Uranus: For millennia, the Sun and Moon, Mercury, Venus, Mars, Jupiter, and Saturn formed what the ancients considered to be an absolute cosmic structure of moving celestial bodies reflecting the primordial forces that governed human affairs. In 1781, however, an astronomer and musician named William Herschel, while conducting an exhaustive telescopic survey of the heavens, suddenly observed an object that was not an ordinary star. The object turned out to be the first planet to be discovered since antiquity. Herschel's stunning discovery immediately transformed the dimensions of the known solar system, the new planet being twice as far from the Sun as Saturn. It also presented an unprecedented challenge to the astrological tradition. The ancient seven-planet hierarchy circumscribed by Saturn had been irrevocably disrupted, with no established archetypal meaning for the new planet. Contemporary skeptics viewed its discovery as having placed the last nail in the coffin of a discredited astrology whose demise had been caused by the Scientific Revolution and proclaimed by the Enlightenment.

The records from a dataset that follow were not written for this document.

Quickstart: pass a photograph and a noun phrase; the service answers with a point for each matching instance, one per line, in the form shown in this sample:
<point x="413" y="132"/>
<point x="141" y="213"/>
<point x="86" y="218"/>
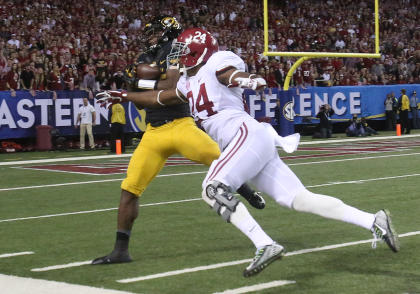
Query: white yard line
<point x="64" y="159"/>
<point x="94" y="211"/>
<point x="374" y="138"/>
<point x="231" y="263"/>
<point x="257" y="287"/>
<point x="195" y="199"/>
<point x="93" y="182"/>
<point x="329" y="141"/>
<point x="352" y="159"/>
<point x="201" y="172"/>
<point x="212" y="266"/>
<point x="5" y="255"/>
<point x="19" y="285"/>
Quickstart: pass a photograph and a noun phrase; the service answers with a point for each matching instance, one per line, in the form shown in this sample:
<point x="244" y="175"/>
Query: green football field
<point x="58" y="212"/>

Astronomers considered several names for the new planet. Herschel first proposed the name Georgium Sidus in honor of his sovereign patron, George III of England. The French, no doubt unenthusiastic about the planetary deification of an English monarch, used the name Herschel . In the end, in keeping with the planets known to the ancients, the pantheon of classical mythology was called upon. The German astronomer Johann Elert Bode had suggested the name Uranus in the year of its discovery, and it was this name that eventually received international acceptance. The logic for naming the new planet Uranus seems to have been straightforward: The mythological Ouranos was the father of Kronos (Saturn), corresponding to the fact that the new planet was located beyond Saturn in the heavens ”just as Saturn was the father of Jupiter in mythology and the next planet beyond Jupiter in the heavens. Ouranos was also the god of the starry sky, as Hesiod called him, thus providing what seemed to be an especially apt name for the new planet. Astrologers adopted the name Uranus as well, but the meaning they eventually came to attribute to the new planet was generally different in character from that of the mythological Ouranos.

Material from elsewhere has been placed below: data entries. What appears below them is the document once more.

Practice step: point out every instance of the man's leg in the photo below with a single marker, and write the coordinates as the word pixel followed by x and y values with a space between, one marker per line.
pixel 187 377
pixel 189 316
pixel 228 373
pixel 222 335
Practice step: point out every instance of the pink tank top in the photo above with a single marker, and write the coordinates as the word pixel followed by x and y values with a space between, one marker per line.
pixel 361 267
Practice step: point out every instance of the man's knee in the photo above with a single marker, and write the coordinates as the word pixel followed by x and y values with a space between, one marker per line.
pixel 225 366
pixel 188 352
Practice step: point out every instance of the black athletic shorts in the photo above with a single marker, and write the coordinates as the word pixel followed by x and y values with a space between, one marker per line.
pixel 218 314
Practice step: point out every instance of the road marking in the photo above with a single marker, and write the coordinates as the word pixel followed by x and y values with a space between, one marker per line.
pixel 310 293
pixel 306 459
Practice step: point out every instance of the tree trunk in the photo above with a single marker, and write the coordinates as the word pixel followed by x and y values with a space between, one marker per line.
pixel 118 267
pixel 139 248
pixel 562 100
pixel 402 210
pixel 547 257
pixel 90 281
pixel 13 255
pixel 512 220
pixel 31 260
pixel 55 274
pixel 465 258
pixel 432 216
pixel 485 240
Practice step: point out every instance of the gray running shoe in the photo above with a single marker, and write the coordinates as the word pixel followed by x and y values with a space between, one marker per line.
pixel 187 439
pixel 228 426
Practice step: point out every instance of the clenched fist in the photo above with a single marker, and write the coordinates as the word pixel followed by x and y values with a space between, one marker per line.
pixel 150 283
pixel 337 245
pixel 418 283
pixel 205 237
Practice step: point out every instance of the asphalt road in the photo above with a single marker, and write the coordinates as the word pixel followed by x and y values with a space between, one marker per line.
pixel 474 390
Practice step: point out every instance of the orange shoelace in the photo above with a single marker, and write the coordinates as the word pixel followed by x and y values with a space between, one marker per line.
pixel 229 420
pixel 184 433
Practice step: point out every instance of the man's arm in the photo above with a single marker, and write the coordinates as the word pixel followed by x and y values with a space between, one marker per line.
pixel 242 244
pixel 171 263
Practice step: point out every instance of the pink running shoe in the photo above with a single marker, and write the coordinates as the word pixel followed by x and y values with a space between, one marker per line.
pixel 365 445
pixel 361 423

Since at least the turn of the twentieth century, the unanimous consensus among contemporary astrologers has held the planet Uranus to be empirically associated with the principle of change, rebellion, freedom, liberation, reform and revolution, and the unexpected breakup of structures; with sudden surprises, revelations and awakenings, lightning-like flashes of insight, the acceleration of thoughts and events; and with intellectual brilliance, cultural innovation, technological invention, experiment, creativity, and originality. In addition to the occurrence of sudden breakthroughs and liberating events, Uranus transits are linked to unpredictable and disruptive changes, hence the planet is often referred to as the cosmic trickster. Another set of themes associated with Uranus is a concern with the celestial and the cosmic, with astronomy and astrology, with science and esoteric knowledge, and with space travel and aviation. In terms of personal character, Uranus is regarded as signifying the rebel and the innovator, the awakener, the individualist, the dissident, the eccentric, the restless and wayward. These various qualities are considered to be so pronounced in persons born with a prominent Uranus, and expressed so conspicuously in a person's life during Uranus transits, that there seems to have been essentially no disagreement among astrological authorities for at least the past century that these characteristics reflect the archetypal nature of the planet Uranus.

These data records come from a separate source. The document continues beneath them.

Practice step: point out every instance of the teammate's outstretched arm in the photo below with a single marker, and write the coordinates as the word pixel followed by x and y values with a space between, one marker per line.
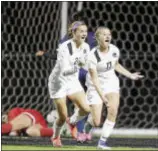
pixel 134 76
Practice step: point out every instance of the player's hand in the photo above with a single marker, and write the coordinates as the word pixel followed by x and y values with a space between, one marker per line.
pixel 40 53
pixel 136 76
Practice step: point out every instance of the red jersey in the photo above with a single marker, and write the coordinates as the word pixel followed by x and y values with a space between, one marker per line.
pixel 14 113
pixel 39 119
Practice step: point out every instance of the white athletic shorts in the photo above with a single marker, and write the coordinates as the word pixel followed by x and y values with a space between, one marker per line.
pixel 92 97
pixel 67 89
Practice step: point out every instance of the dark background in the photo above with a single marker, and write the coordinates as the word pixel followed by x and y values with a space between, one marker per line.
pixel 29 26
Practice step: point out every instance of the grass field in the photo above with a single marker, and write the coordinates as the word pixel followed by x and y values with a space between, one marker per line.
pixel 21 147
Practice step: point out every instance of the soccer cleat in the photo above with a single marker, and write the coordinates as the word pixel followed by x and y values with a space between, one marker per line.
pixel 102 145
pixel 81 137
pixel 88 136
pixel 56 142
pixel 73 129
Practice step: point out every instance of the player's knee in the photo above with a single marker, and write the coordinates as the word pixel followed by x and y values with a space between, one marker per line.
pixel 96 122
pixel 85 110
pixel 112 111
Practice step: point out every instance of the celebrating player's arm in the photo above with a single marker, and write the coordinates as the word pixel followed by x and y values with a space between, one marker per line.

Only a few of these observed qualities, however, are directly relevant to the Greek mythic figure of Ouranos. There is nothing in the mythological Ouranos's character suggestive of the capacity or impulse for change, rebellion, liberation, awakening, or inventiveness. The tenor of the myth is entirely different: Ouranos is the primordial god of the heavens, found in many mythologies, whose relationship to the Earth goddess Gaia forms part of the Greek creation myth. Ouranos's role in that myth is not to initiate rebellion and change, but rather to resist it. Whereas the mythological Ouranos encounters a revolt by his progeny and is overthrown, the astrological Uranus is regarded as quite the opposite ”that which rebels and overthrows. Most of the other qualities believed by astrologers to be associated with the planet Uranus ”freedom, unpredictability, suddenness, speed, excitement, stimulation, restlessness, experiment, brilliance, originality, individualism, and so forth ”have no plausible counterparts in the myth of Ouranos. The important exception among the qualities and themes attributed to Uranus is the concern with the cosmic and celestial, with space and space travel, and with astronomy and astrology, all of which well fit Ouranos's nature as the god of the starry sky. Aside from this crucial parallel, however, unlike the planets known to the ancients, the planet Uranus does not closely correspond in its mythological name with the larger range of its observed astrological meanings. In most respects, the naming would appear to have arisen from the conventional logic of late eighteenth-century astronomers, not from the intuitive archetypal insight that is traditionally assumed to have played a role in the naming of the ancient planets.